1 2019年4月施行に向け、労働基準法改正の議論が進められようとしています。労働時間の上限規制がもっとも注目されていますが、現実的に大きな影響が予想されるのが年次有給休暇の取得義務化です。こちらは年10日以上年次有給休暇を付与される労働者について、年5日以上の年次有給休暇を取得させなければならないというもの。

 年次有給休暇の取得については、ほぼすべて取得する社員と、年に数日、病欠の際に取得する社員に二極化していることが通常です。今後はこのうち後者の社員について、円滑に一定日数の年次有給休暇を取得させることが求められることになります。一般的には労使協定を締結し、計画的付与を行うといった対応が議論されますが、この制度は普通に年次有給休暇を取得している社員からは非常に不評であり、また設定によっては労働条件の不利益変更になることもあります。また不利益変更を避けようとすると、稼働日数が減少することになり、業績への影響も懸念されます。

 そこで最近おススメしているのが半日年休の取得促進です。2017年2月24日よりスタートしたプレミアムフライデーはいまひとつ、普及せずに早くも苦境に立たされていますが、この制度が始まった頃、現実にはどのような形で運用されているのかを調べました。

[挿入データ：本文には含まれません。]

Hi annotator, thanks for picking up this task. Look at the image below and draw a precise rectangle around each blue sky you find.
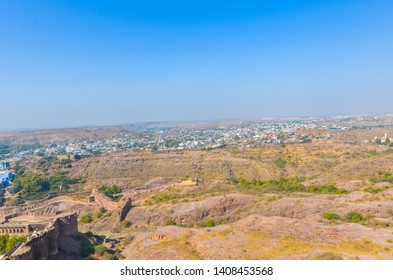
[0,0,393,128]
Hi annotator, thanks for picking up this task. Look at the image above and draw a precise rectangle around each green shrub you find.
[205,219,215,227]
[347,211,364,223]
[94,245,106,256]
[79,214,93,224]
[98,185,121,201]
[121,220,131,228]
[0,235,26,254]
[323,213,341,220]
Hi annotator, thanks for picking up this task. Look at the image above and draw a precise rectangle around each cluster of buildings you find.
[0,116,382,163]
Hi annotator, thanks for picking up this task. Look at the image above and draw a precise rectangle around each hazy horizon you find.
[0,0,393,128]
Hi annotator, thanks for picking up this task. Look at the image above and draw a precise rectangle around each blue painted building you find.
[0,160,10,170]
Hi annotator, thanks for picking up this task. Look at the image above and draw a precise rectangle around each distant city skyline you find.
[0,0,393,130]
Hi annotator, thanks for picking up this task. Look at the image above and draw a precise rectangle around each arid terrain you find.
[0,123,393,259]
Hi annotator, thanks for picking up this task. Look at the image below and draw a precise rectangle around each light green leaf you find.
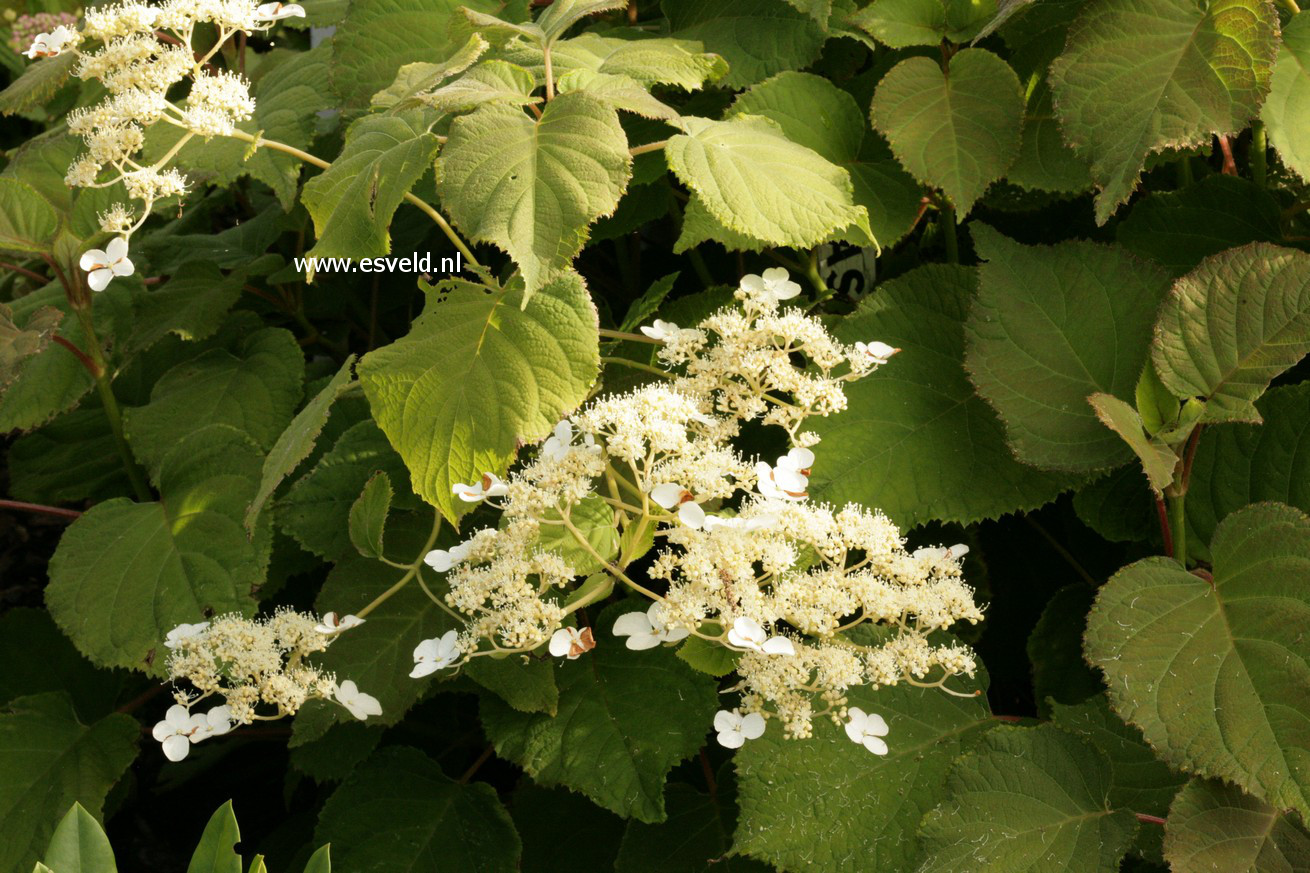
[0,693,141,873]
[438,92,633,296]
[664,115,870,248]
[872,49,1023,216]
[418,60,541,113]
[1115,174,1282,275]
[504,29,728,90]
[852,0,996,49]
[1151,243,1310,422]
[186,801,241,873]
[46,425,270,672]
[1087,392,1178,495]
[314,746,520,873]
[123,328,304,472]
[350,471,392,558]
[918,725,1137,873]
[660,0,824,88]
[0,51,79,115]
[735,652,993,873]
[359,275,600,522]
[1186,383,1310,562]
[482,603,718,822]
[1086,503,1310,815]
[127,261,244,351]
[369,34,491,113]
[0,177,59,254]
[245,355,355,531]
[810,265,1072,527]
[300,113,438,263]
[1165,779,1310,873]
[965,224,1169,472]
[45,802,118,873]
[1260,13,1310,180]
[1051,0,1279,224]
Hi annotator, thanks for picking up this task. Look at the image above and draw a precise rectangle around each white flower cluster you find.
[411,270,983,754]
[155,610,383,760]
[33,0,305,291]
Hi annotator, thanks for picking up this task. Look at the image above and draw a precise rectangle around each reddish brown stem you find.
[0,501,81,519]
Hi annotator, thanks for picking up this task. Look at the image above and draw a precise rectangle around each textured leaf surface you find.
[810,265,1070,527]
[1086,503,1310,815]
[1186,383,1310,561]
[1165,779,1310,873]
[1151,243,1310,422]
[660,0,824,88]
[482,603,718,822]
[965,225,1169,472]
[918,725,1137,873]
[872,49,1023,216]
[1051,0,1279,224]
[314,746,520,873]
[0,693,140,873]
[438,92,631,295]
[1260,13,1310,180]
[359,275,599,522]
[736,660,992,873]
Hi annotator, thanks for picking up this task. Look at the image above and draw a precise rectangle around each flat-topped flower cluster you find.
[413,270,983,754]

そこで分かったのは、プレミアムフライデー導入企業の多くは半日年休の取得促進という形で運用をしているということです。これが良いヒントになりました。

 プレミアムフライデーは毎月の最終金曜日に固定されていますので非常に利用しにくいですが、例えば、月に1回、半日年休の取得を促進するというのはいかがでしょうか?なかなか年次有給休暇を取得しない管理職であっても、半日であればそれほど抵抗感はないでしょうし、意外に半日年休は休んだ感があります。また半日であれば業務に与える影響も少ないでしょう。もし毎月1回、半日年休を取得するとすれば、年間で12回、年次有給休暇6日分に相当し、改正労働基準法の規制もクリアできます。

 アイデアベースではありますが、今後の働き方改革ではこうしたアイデアを多く出していくことも重要でしょう。